Local residents battling against developers at a site near the 02 in Greenwich, southeast London, will hear in October whether a tribunal will allow them to scrutinise details of the scheme’s financial viability assessment.
City Peninsula Residents claims that affordable housing in the development has been reduced from the recommended 38% to just 25% of the development.
Greenwich Council went against its own planning policy to allow a reduced number of affordable houses in the scheme.
Residents also claim that affordable housing is being limited to certain areas of the development, with the result that wealthy homeowners will be living in the north of the site – and affordable housing will be sited in the south.
The 25-year regeneration project will eventually provide 10,000 new homes – the first 200 homes were marketed at the weekend, with prices ranging between £250,000 and £1.7 million. The total redevelopment cost is estimated at £5 billion.
The developer – Hong Kong-based Knight Dragon – has denied that the development will ghettoise poorer residents.
Chief Executive Richard Margree said that decisions about the development had been based on “economic reality”, rather than “social cleansing”.
“The idea of picking the best plot and putting the most expensive buildings on it – there’s nothing sinister about that as an idea,” he said. “It’s how you encourage developers to come and build.
“Yes, there’ll be different apartments – but having people who want a fantastic view of Canary Wharf in a big-statement building, that not contra to the idea of local residents.”

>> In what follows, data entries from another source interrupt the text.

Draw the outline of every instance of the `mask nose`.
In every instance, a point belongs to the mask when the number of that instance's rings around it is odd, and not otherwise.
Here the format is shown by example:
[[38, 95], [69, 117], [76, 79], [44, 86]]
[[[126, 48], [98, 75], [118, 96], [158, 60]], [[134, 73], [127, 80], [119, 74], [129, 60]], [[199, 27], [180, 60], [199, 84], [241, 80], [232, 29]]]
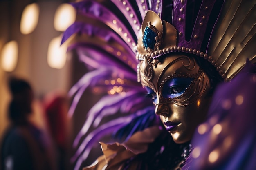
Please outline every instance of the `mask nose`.
[[165, 104], [158, 103], [155, 107], [155, 114], [159, 115], [164, 116], [165, 117], [168, 117], [171, 113], [168, 106]]

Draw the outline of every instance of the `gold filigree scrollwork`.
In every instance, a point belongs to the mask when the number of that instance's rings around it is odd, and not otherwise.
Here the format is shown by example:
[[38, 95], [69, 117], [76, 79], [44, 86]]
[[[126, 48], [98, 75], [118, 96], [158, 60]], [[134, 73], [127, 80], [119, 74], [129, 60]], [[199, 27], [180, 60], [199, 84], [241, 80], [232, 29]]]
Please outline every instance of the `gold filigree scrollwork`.
[[145, 57], [145, 60], [143, 62], [141, 65], [144, 65], [144, 71], [143, 73], [143, 77], [145, 79], [150, 81], [153, 77], [153, 68], [151, 61], [152, 60], [151, 57]]

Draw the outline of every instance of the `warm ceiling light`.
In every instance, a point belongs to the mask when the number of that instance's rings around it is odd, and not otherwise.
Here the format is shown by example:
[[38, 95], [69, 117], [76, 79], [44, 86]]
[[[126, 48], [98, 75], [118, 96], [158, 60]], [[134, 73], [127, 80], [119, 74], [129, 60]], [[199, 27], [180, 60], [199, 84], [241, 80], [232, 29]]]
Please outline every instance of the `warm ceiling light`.
[[54, 38], [48, 48], [47, 62], [49, 66], [60, 69], [65, 65], [67, 58], [67, 46], [60, 46], [61, 36]]
[[13, 71], [18, 62], [18, 45], [15, 41], [6, 44], [1, 53], [1, 66], [6, 71]]
[[34, 3], [27, 5], [23, 10], [20, 20], [20, 32], [23, 34], [31, 33], [36, 28], [39, 16], [39, 7]]
[[74, 22], [76, 15], [76, 10], [71, 5], [68, 4], [61, 4], [55, 12], [54, 28], [60, 31], [65, 31]]

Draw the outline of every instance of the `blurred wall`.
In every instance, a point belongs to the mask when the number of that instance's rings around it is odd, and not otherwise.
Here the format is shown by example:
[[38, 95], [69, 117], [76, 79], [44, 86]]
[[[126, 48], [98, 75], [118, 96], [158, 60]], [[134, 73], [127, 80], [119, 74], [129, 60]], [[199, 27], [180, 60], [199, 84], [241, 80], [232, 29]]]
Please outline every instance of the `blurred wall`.
[[[16, 40], [18, 45], [18, 62], [14, 71], [6, 72], [0, 68], [0, 141], [9, 123], [7, 113], [10, 96], [7, 83], [10, 76], [28, 80], [37, 99], [52, 91], [66, 93], [70, 88], [70, 55], [68, 54], [65, 65], [61, 69], [52, 68], [47, 63], [49, 43], [61, 33], [54, 29], [53, 21], [56, 9], [63, 1], [36, 1], [40, 7], [37, 26], [30, 34], [22, 35], [20, 31], [22, 12], [27, 5], [34, 1], [0, 0], [0, 52], [4, 44], [10, 41]], [[36, 112], [32, 119], [43, 126], [41, 115]]]

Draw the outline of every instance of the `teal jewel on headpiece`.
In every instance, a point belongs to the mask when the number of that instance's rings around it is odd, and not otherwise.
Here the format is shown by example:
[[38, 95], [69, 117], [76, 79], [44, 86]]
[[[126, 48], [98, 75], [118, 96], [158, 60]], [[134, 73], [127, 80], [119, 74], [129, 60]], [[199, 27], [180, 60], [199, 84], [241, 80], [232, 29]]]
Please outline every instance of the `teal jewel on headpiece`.
[[157, 33], [153, 30], [149, 26], [146, 26], [144, 31], [144, 35], [142, 38], [143, 45], [146, 49], [149, 47], [152, 50], [154, 50], [155, 44], [156, 43], [155, 37], [157, 36]]

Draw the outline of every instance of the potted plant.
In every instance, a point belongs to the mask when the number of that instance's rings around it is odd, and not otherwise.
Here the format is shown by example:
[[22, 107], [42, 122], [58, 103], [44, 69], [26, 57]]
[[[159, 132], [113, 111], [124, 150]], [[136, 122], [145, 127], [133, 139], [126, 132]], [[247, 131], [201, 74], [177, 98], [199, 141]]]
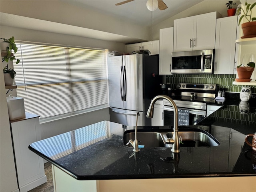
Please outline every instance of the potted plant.
[[245, 8], [245, 10], [242, 7], [239, 8], [238, 12], [241, 10], [241, 14], [243, 14], [241, 16], [238, 25], [240, 25], [242, 19], [245, 18], [248, 22], [242, 23], [241, 25], [242, 28], [243, 30], [244, 36], [241, 37], [241, 38], [250, 38], [251, 37], [256, 37], [256, 17], [252, 17], [252, 10], [254, 7], [256, 7], [256, 2], [253, 4], [248, 3], [246, 1]]
[[252, 72], [255, 67], [255, 63], [254, 62], [249, 62], [245, 66], [243, 64], [241, 64], [236, 67], [236, 71], [238, 75], [239, 79], [236, 79], [236, 81], [248, 82], [251, 81], [250, 78]]
[[233, 3], [233, 1], [229, 1], [226, 4], [227, 7], [228, 8], [228, 16], [233, 16], [236, 14], [236, 9], [233, 8], [233, 6], [236, 5], [236, 3]]
[[[14, 53], [15, 54], [18, 50], [18, 48], [15, 44], [14, 38], [13, 36], [9, 39], [1, 38], [4, 41], [1, 42], [1, 43], [7, 43], [7, 45], [6, 45], [5, 50], [6, 51], [4, 53], [4, 55], [2, 56], [2, 62], [5, 61], [6, 62], [6, 65], [4, 68], [4, 82], [5, 85], [12, 85], [14, 82], [14, 78], [16, 75], [16, 72], [13, 69], [9, 68], [8, 66], [8, 62], [9, 60], [13, 61], [16, 60], [15, 58], [15, 55], [12, 53], [13, 50]], [[1, 48], [2, 51], [2, 48]], [[20, 62], [20, 60], [17, 59], [16, 64], [18, 64]]]

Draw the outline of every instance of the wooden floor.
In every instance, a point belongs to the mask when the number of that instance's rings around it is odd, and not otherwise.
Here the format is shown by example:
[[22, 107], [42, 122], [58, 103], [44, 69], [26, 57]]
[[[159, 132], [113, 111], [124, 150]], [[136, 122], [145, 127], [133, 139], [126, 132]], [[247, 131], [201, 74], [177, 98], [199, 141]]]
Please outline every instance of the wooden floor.
[[52, 164], [49, 162], [44, 164], [44, 172], [47, 178], [47, 181], [28, 192], [54, 192]]

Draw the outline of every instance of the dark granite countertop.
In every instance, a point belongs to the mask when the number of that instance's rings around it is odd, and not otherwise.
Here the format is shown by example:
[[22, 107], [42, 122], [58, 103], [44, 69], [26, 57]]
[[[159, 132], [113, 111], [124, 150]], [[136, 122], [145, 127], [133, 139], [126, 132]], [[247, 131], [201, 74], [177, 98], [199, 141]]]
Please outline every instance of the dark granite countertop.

London Mayor Boris Johnson has called the redevelopment of the Greenwich Peninsula “one of the most exciting regeneration projects in Europe”.
However, Secretary of City Peninsula Residents, Shane Brownie, said that affordable housing was being “bunched” in certain areas of the site:
“It’s messing up a new community – turning it into a polarised area, with rich people in the north and poor people in the south,” Mr Brownie told the Evening Standard.
Mr Brownie’s request to see the financial viability assessment has already been rejected by Greenwich Council – and a tribunal will now decide on whether the information can be released.
A landmark case in May forced Southwark Council to hand over a large proportion of a financial viability assessment relating to the controversial Heygate Estate development in southeast London.
Some lessees on the Heygate Estate who had bought council homes under Right to Buy claimed that Southwark Council only offered them much-reduced compulsory purchase prices – meaning they were unable to buy a home on the redeveloped estate or even in the same area.
There has also been controversy surrounding the rate at which overseas buyers are snapping up properties in London – often with the properties being marketed to home buyers in the UK.